Glomerulonephritis (GN) can result from a number of pathogenic processes that cause glomerular deposition of immune complexes and/or complement [1]. Immune complex-mediated GN (due, for example, to chronic infections such as hepatitis C virus) is characterized by deposits of immunoglobulin, often accompanied by deposition of complement that includes C3 and/or C4 and, in some cases, C1q. Deposition of C3, C4, and C1q in immune complex-mediated GN is likely due to activation of the classical pathway of complement.

On the other hand, complement-mediated GN is usually characterized by deposition of C3 with minimal or no immunoglobulin deposits. The prototype of complement-mediated GN is C3 glomerulopathy, which includes C3 glomerulonephritis (C3GN) and dense deposit disease (DDD). Both C3GN and DDD result from overactivation of the alternative pathway of complement [2-5]. In C3 glomerulopathy, C4 is typically absent on immunofluorescence microscopy [6].

In 2014, a new type of complement-mediated GN was identified that was characterized by deposition of C4 in the absence of C3, C1q, and immunoglobulin. This disorder was called C4 dense deposit disease (abbreviated as C4 DDD; if there were dense C4 deposits along the glomerular basement membrane documented by electron microscopy) or C4 glomerulonephritis (abbreviated as C4GN; if there were C4 deposits primarily in the mesangium with few capillary wall deposits). Thus, complement-mediated GN can be subdivided into C3 glomerulopathy (C3GN and DDD) and C4 glomerulopathy (C4GN and C4 DDD) (figure 1).
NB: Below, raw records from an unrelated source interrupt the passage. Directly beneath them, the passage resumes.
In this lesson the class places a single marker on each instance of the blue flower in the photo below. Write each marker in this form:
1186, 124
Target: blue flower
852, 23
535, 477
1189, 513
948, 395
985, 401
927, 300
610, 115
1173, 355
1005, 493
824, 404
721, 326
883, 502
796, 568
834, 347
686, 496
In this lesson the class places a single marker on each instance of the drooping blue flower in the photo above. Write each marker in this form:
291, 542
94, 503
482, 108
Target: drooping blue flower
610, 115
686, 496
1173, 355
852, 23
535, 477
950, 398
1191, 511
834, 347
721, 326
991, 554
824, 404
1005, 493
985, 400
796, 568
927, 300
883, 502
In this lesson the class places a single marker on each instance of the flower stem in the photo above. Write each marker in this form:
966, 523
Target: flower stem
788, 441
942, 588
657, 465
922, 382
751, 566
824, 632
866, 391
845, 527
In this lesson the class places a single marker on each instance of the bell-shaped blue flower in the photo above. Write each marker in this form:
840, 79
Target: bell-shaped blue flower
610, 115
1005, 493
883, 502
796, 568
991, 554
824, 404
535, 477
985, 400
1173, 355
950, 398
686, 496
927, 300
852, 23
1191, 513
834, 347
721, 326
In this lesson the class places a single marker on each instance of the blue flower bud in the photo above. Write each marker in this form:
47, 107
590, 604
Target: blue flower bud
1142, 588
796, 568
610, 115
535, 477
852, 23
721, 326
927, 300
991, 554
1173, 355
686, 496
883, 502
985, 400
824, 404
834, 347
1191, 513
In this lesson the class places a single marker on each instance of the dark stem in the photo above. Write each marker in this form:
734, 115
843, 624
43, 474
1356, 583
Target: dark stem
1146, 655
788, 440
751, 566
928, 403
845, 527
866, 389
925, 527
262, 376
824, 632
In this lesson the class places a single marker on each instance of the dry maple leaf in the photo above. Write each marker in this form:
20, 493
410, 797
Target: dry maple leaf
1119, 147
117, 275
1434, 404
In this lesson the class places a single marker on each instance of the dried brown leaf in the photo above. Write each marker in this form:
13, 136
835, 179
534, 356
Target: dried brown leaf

C4 DDD and C4GN are discussed in this topic. C3 glomerulopathy and immune complex-mediated GN are presented elsewhere. (See "C3 glomerulopathies: Dense deposit disease and C3 glomerulonephritis" and "Clinical presentation, classification, and causes of membranoproliferative glomerulonephritis", section on 'Immune complex-mediated MPGN'.)

PATHOGENESIS

Although the pathogenesis of C4 glomerulopathy has yet to be defined, overactivity of the lectin pathway of complement activation is likely involved. The lectin pathway, like the classical (immunoglobulin-dependent) pathway, activates C2 and C4 (and not C1q), but it does so without involvement of antibodies. Detailed discussions of the lectin pathway of complement activation are presented elsewhere. (See "Overview and clinical assessment of the complement system" and "Complement pathways", section on 'Lectin pathway'.)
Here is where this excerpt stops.